By Peter Nurse
Investing.com - The dollar edged lower Friday, but still traded just below its 16-month high, as soaring U.S. inflation prompts traders to position for the Federal Reserve raising interest rates more quickly than expected.
At 2:55 AM ET (0755 GMT), the Dollar Index, which tracks the greenback against a basket of six other currencies, traded 0.1% lower at 95.123, just below the overnight fresh 16-month high of 95.267. The index is on track for a gain of around 1% this week, the most since the week ended June 20.
EUR/USD was flat at 1.1451, just above the 16-month low at 1.1436, USD/JPY rose 0.1% to 114.17, while GBP/USD rose 0.1% to 1.3385, just above the 1.3354 low, its weakest level this year.
The catalyst for these dollar gains was Wednesday’s release of U.S. consumer prices data, showing the consumer price index grew 6.2% year-on-year in October, the fastest annual pace since 1990.
These elevated, and persistent, inflation levels are fuelling speculation that the Federal Reserve policymakers will be forced to row back on their belief that price pressures will be "transitory", and instead lift interest rates sooner than previously indicated.
Markets are now pricing in a first rate increase by July and a high likelihood of another by November.
“Clearly higher inflation is becoming problematic for both the Administration and the Fed.

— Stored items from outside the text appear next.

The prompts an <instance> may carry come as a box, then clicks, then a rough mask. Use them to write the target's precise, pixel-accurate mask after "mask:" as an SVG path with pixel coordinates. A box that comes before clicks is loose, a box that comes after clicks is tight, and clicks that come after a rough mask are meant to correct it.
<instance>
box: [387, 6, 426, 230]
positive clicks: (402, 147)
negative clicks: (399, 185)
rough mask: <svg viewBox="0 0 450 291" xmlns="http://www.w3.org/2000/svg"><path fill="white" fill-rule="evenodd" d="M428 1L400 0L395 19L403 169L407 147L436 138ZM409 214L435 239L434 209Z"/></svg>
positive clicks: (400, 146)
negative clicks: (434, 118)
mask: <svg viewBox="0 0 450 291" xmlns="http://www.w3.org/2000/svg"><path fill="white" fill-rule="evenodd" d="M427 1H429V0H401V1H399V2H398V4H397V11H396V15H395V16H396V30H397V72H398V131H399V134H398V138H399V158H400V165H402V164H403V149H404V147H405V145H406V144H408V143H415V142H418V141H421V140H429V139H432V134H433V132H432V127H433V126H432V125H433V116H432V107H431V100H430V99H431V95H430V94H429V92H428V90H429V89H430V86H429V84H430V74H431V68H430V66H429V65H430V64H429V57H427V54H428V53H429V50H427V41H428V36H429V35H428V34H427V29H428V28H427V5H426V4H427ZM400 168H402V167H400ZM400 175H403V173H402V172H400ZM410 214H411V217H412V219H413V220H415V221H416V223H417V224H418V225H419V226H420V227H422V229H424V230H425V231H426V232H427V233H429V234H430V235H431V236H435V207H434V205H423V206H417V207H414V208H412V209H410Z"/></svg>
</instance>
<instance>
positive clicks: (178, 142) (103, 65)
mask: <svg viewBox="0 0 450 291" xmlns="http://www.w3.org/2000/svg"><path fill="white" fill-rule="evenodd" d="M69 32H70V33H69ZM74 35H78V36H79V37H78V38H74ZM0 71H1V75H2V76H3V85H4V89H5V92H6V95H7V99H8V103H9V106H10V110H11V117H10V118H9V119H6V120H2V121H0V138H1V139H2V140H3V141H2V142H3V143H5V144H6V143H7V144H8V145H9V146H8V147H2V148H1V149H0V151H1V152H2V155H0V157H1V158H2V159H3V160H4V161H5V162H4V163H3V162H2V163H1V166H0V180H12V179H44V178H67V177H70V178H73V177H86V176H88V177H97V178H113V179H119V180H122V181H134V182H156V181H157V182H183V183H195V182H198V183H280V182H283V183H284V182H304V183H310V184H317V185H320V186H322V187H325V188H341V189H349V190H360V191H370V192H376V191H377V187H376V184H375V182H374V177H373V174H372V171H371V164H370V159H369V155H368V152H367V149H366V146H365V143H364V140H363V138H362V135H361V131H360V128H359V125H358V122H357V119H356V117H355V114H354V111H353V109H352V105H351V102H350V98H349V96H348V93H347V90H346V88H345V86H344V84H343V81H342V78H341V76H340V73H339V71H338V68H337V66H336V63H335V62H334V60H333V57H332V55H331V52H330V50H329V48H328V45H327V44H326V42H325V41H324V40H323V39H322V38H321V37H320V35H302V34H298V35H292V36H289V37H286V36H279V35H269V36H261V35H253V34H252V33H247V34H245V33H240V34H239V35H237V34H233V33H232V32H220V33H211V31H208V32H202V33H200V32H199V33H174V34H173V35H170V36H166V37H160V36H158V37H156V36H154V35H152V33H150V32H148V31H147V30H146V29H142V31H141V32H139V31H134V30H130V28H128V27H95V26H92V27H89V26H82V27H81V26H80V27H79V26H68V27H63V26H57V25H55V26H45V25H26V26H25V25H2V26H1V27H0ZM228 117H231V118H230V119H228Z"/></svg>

In this light, we suspect Washington will not mind the dollar breaking to the highs of the year as the currency can do some of the tightening of monetary conditions,” said analysts at ING, in a note.
With this in mind, further dollar gains look likely, especially against the euro after European Central Bank President Christine Lagarde said last week that higher interest rates next year were very unlikely, pushing back on market bets for a move as soon as next October.
The “1.1500 support has given way in EUR/USD without much fanfare,” said ING, and “technically, the spot move looks as though it can extend to the 1.1300/1330 area this month.”
The University of Michigan Consumer Sentiment and the JOLTs Job Openings index for September are due later in the session, but traders will especially focus on a speech by New York Fed President John Williams at an online conference later Friday, as this could provide clues to the Fed’s reaction to high inflation.